Tuesday, November 9, 2010

Dashboard Design Tips

When designing a set of dashboards, I like to include an “at-a-glance” or summary page as the first dashboard a user sees when they log on each day. This page should include a condensed version of the user’s key performance indicators as well as any generated alerts. Users should then have the option of drilling down or to additional detailed reporting. In order to encourage usage of the dashboards, embed your dashboards as a link within the corporate portal so users have one click access to the information

Consider the page placement of your key performing metrics based on web page eye movement. The diagram below shows how the human eye views a web page, based on level of priority. Place the most important elements for viewing in the upper left hand corner and the least important in the lower right corner to mimic the way the eye scans a page.

Some additional design guidelines are:

  • Ideally, the dashboard should fit on one page. Try to avoid any scrolling from left to right.
  • The best screen size for the dashboard window is 1024 x 768.

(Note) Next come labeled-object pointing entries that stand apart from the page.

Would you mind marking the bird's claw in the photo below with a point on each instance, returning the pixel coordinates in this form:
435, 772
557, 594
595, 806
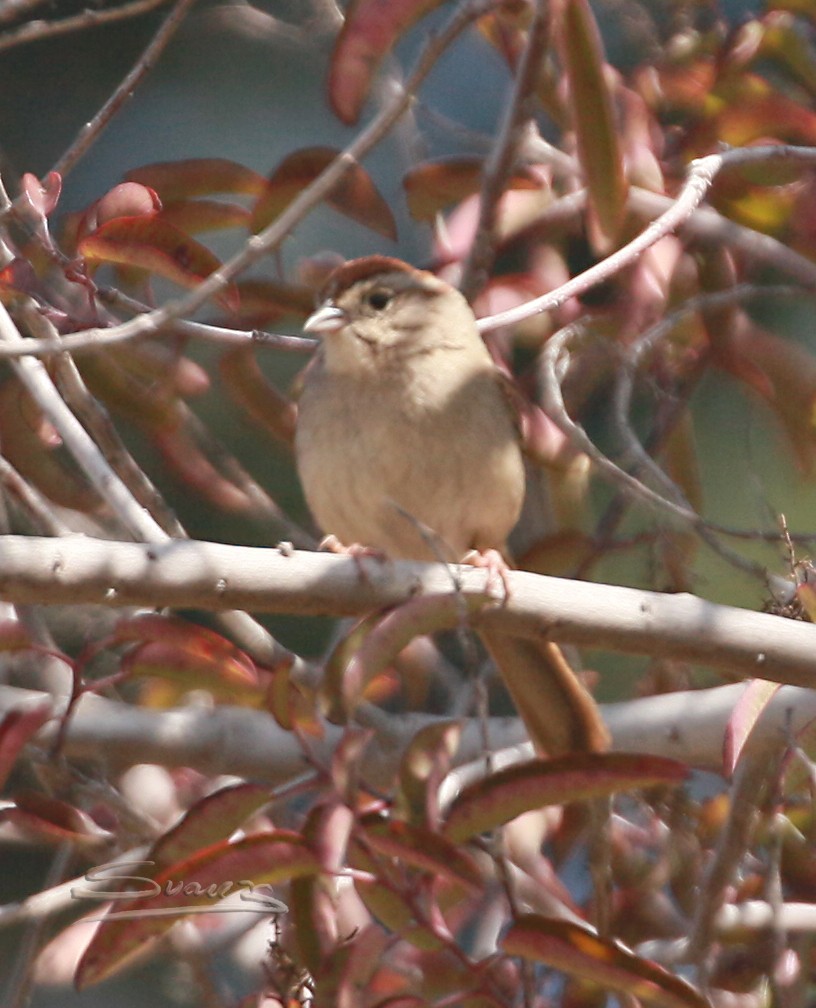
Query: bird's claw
357, 551
497, 567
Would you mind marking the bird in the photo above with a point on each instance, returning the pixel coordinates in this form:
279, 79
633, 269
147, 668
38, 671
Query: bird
407, 445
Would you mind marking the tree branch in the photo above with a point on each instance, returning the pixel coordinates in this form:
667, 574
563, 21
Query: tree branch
210, 576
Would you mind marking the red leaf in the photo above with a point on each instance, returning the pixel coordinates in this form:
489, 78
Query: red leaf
192, 665
593, 118
265, 301
516, 789
746, 712
55, 822
249, 387
215, 817
42, 197
261, 859
189, 464
368, 35
197, 176
152, 244
355, 195
432, 186
16, 728
194, 216
125, 200
579, 952
422, 849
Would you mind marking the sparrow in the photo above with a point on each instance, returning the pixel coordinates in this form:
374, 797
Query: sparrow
407, 444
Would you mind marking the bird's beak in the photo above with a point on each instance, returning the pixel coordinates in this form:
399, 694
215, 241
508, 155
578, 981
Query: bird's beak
327, 319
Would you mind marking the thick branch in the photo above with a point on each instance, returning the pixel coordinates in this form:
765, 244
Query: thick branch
217, 577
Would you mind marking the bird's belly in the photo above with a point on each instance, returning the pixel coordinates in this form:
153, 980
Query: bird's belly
404, 489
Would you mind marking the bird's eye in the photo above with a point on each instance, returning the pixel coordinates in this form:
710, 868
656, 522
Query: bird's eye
378, 299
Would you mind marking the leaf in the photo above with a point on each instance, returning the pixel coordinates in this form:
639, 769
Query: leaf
52, 821
579, 952
516, 789
369, 33
264, 301
16, 728
434, 185
152, 244
31, 445
423, 767
197, 176
189, 464
355, 195
593, 118
212, 820
783, 373
41, 197
261, 859
422, 849
194, 216
125, 200
381, 638
746, 712
249, 387
192, 666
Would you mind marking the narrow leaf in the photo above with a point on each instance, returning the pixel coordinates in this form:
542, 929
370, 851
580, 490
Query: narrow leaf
746, 712
516, 789
593, 118
368, 35
16, 728
197, 176
434, 185
152, 244
355, 195
421, 849
198, 881
579, 952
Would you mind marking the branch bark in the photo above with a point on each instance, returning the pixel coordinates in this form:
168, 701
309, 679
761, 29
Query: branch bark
215, 577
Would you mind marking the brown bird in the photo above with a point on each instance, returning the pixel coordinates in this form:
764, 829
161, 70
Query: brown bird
404, 424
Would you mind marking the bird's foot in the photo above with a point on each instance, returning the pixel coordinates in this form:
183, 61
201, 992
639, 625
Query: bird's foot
498, 569
358, 552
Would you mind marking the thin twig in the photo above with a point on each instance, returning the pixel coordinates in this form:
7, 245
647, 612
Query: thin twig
134, 517
215, 577
33, 31
267, 241
757, 772
505, 151
98, 423
702, 172
37, 381
40, 511
11, 10
678, 508
91, 132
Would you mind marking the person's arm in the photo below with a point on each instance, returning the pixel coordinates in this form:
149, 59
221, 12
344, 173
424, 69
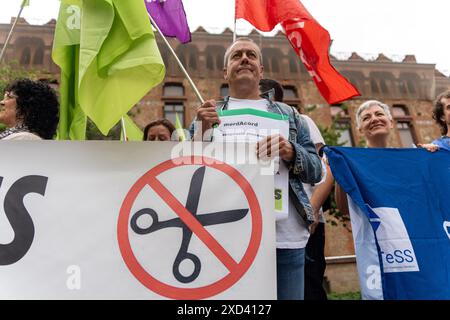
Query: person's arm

  • The ability to drill is critical to the success of your dashboards. Users need to know that the underlying data is going to be available to them. Some projects I’ve worked on have been very successful when allowing the users to drill not only to the detailed data but also back to the source transactional systems.
  • Introduce competition by using Top 10 reports, conditional formatting, etc.
  • Avoid decorative dashboard elements cluttering the screen like dials, gauges, excessive colors and images. Your dashboard can still be visually interesting while following standards.
  • Speaking of standards, it’s important that dashboard standards and best practices be defined early in the design process. This ensures consistency among various groups within your organization. I recently worked on a project where OBIEE had been in place for over a year, being used by a few departments. Additional teams were being brought on board and new development had already started. There were no design guidelines in place and the new dashboards were completely different among each of the teams. One of our exercises was to look at what was in production today and identify standards to be used in future development. This also caused a little rework on the production dashboards to meet the requirements of all teams, resulting in a consistent approach for the organization as a whole.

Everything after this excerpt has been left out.